If you will be gone for a month or longer, freeze your cell phone account, your gym account, perhaps your car insurance, and anything else you can possibly put on hold while you’re not using it.

13. Take advantage of free accommodations.

Consider joining Trusted Housesitters, or participating in Workaway, Help Exchange or WWOOFing to save on accommodations whenever possible.

Related Podcasts: Volunteering Abroad’s Best Kept Secret: Workaway and Where to Find Trusted House and Pet Sitters So You Can Travel

14. Don’t be a victim of bad or unknown exchange rates.

Don’t exchange money if possible, and get the XE Currency App so you always know what the current exchange rates are.

It will always be a better deal to take cash out of an ATM rather than exchange bills or use a credit card to pay for something (especially one with 0% foreign transaction fees).

Get the XE Currency app and be sure to update it with the appropriate currencies before you land in your destination country. This app does the math of currency exchange rates for you, so you know what kind of deal you are getting before you mess up the numbers and end up pulling $8 out of an ATM when you meant to get $300 (hate to admit this has happened to me).

15. Eat the traditional foods of your destination country.

This will give you a chance to let your taste buds experience travel, and it will give your wallet a break.

Generally, the traditional dishes in each country will be the cheapest. Think about it, there is a reason they are so common, probably because they have plenty of available, local resources to create these dishes, which keep costs down.

For example, a casado in Costa Rica might cost you $2 when a burger and fries at the same restaurant will cost you $6. A pad thai in Thailand might cost you $1 (see video below) when a pasta carbonara will cost you $5.

Allow yourself to seek out not only local restaurants but the local foods that are the cheapest on the menu, even if they are found on the street.

16. Don’t rule out hostels.

Even if you are past the hostel dorm stage in your life, don’t rule them out altogether.

Very often, hostels will offer private rooms at decent rates (in other words, cheaper than hotels) which can still save you a lot of money.

The added benefit to this is that you still get all the amenities that hostels provide (tours, maps, info, kitchens, and community), without having to share a bunk with anyone.

Related: 5 Hostel Myths, BUSTED! and Why I’m 30 and Still Stay at Hostels

17. Meet locals and ask them for recommendations.

Whether you meet people through Couchsurfing, Airbnb, local tours, or simply striking up a conversation in public, you never know who might invite you to dinner or to stay at their house (both have happened to me). At the very least, they can point you to the best, cheapest places to eat and things to do!

18. Seek out free walking tours.

These are very popular in cities, especially in Europe.

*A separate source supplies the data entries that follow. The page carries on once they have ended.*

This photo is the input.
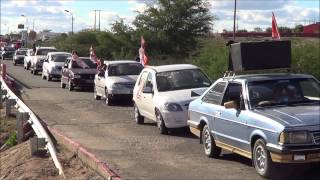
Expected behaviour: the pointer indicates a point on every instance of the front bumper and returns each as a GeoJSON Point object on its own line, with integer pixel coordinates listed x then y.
{"type": "Point", "coordinates": [82, 82]}
{"type": "Point", "coordinates": [294, 154]}
{"type": "Point", "coordinates": [175, 119]}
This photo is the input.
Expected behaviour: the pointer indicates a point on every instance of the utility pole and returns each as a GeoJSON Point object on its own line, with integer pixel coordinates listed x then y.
{"type": "Point", "coordinates": [234, 20]}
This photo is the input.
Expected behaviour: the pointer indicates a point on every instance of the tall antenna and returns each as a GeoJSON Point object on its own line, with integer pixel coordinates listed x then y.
{"type": "Point", "coordinates": [234, 20]}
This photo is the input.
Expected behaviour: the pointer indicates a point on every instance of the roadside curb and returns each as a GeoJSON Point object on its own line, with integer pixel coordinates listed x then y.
{"type": "Point", "coordinates": [87, 157]}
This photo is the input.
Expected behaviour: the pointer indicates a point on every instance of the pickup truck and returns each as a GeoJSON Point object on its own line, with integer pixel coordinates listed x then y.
{"type": "Point", "coordinates": [38, 58]}
{"type": "Point", "coordinates": [74, 75]}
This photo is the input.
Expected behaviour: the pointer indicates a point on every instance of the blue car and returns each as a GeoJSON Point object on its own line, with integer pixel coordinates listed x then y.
{"type": "Point", "coordinates": [269, 118]}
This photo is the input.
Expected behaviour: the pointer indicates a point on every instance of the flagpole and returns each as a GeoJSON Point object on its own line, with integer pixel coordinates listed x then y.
{"type": "Point", "coordinates": [234, 20]}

One company I’ve had great success with is Sandeman’s New Europe, which offers detailed, 2-3 hour walking tours throughout Europe (my absolute favorite is the tour of “East Berlin”).

These tours, no matter who provides them, are by donation only and are a great way to get to know where you are and learn about the history, often from local guides.

An added bonus to these tours is that the guides are available to offer recommendations for places to eat or other activities to do as well.

Walking Tour Berlin
Walking Tour of East Berlin with Sandeman’s New Europe.

19. Get off the beaten path. 

If you make an effort to go to places that aren’t crowded with tourists, you will be rewarded with lower prices for just about everything. Don’t be afraid to explore something completely new and different, travel is what YOU make of it!

20. Communicate in the local language.

If you’re in a country with a foreign language, proving that you can communicate (or at least attempt to communicate) in the local language can immediately drop the price for a lot of things.

It makes you appear much more travel-savvy, comfortable in your host country, and much less touristy, ignorant, or able to be taken advantage of.

Related: Why (and How) You Should Learn a Foreign Language

21. Be kind.

Lastly, don’t act like you’re entitled to anything when you are in a new culture. A little bit of kindness goes a long way, and it may literally save you money when dealing with vendors of all kinds.